Ghita Khaldi a parlé du Fonds Maroc-Afrique Subsaharienne lancé en 2016, un programme de 4 ans qui a permis de soutenir les artistes à travers l’octroi de bourses de mobilité. Ce programme avait permis selon elle de financer plus de 400 vols dans 133 projets qui avaient été soumis. Par la suite, elle a évoqué le circuit Casablanca-Nouakchott-Dakar et le peu de ressources octroyées par les pays africains et le grand apport venant en général de la coopération internationale, telle que l’Union européenne, EuroMed ou le MENA (Moyen-Orient et Afrique du Nord). Mais, ajoute-t-elle, malgré ces fonds, il faut toujours aller chercher d’autres financements pour compléter les gaps.

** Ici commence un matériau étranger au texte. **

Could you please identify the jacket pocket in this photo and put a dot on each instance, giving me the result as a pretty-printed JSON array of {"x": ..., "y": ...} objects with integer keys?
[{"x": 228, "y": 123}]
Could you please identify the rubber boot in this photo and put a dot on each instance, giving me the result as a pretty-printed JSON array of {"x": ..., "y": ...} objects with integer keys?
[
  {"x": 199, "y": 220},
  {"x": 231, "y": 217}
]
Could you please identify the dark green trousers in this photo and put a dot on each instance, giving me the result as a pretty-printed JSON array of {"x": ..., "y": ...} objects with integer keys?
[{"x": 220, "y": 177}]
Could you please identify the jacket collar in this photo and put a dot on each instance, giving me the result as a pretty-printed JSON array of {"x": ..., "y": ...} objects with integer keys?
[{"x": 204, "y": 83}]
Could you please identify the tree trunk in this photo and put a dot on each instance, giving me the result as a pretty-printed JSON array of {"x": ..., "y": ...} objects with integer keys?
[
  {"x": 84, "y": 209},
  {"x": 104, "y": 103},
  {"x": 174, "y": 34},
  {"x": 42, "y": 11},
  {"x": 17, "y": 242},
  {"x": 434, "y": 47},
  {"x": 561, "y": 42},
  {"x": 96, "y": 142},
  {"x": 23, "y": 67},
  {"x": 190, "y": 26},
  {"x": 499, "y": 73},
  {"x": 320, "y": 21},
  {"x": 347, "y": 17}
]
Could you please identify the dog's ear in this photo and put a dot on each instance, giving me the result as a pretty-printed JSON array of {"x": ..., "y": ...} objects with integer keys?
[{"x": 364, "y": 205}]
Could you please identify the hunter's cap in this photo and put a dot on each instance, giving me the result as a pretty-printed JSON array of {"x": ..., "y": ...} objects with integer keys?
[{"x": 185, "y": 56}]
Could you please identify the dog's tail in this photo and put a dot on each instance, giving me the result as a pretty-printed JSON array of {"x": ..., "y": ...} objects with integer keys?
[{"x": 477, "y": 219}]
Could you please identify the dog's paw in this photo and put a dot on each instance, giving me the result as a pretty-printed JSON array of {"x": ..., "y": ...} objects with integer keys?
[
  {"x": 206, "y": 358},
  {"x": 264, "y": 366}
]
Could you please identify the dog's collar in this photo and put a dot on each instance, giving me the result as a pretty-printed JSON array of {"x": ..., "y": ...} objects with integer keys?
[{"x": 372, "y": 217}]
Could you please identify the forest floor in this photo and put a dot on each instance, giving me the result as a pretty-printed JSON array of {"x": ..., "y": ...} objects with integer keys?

Elle a évoqué par la suite la faiblesse de la coopération bilatérale, le manque de fonds suffisants pour la circulation des biens culturels. La création de l’ONG AfriKayna serait ainsi le fruit de toutes ces difficultés. Selon elle, il faut se diversifier et s’inspirer des modèles de fonds mobiles qui existent dans d’autres parties du monde.

D’autres initiatives sont en train de pousser comme le fonds de mobilité que le festival MASA de Côte d’Ivoire a lancé en janvier 2024. L’idée serait à ce point de lancer un plaidoyer pour la réduction d’au moins 25% des taxes au niveau de la CEDEAO.

Didier Awadi a lui prôné un plaidoyer auprès des instances régionales, comme l’Union africaine, tout en exhortant les professionnels et les artistes à développer le réseautage et en essayant par exemple le modèle anglo-saxon qui pousse les professionnels de la musique en Afrique à se comporter en entrepreneurs plutôt que de rester enchaîné par l’attente des subventions. Il a aussi critiqué le fait que beaucoup de pays ont des bureaux de droits d’auteurs qui ne sont pas encore passés au stade de gestion collective.

Les panélistes ont aussi déploré l’absence dans beaucoup de pays de lois sur le statut de l’artistes, ce qui est un autre frein à la mobilité des acteurs.

D’autres idées sont ressorties de la table-ronde, telle la nécessité de jeter des ponts entre l’Afrique francophone et l’Afrique anglophone, d’intensifier la formation/sensibilisation des artistes, de documenter les circuits et de démocratiser les fonds pour la mobilité, de voyager différemment (la route plutôt que l’avion), de passer de la mentalité d’artiste lié aux financements extérieurs et aux subventions à la mentalité d’entrepreneur, de développer le modèle de sponsoring, d’harmoniser les calendriers des festivals.

La Convention de 2005 de l’UNESCO sur la diversité de l’expression culturelle fait pourtant de la mobilité à l’international des artistes un droit. Ce plaidoyer aurait pourtant été mené auprès des 195 pays membres de l’organisation chargée de l’éducation, des sciences et de la culture dans le monde.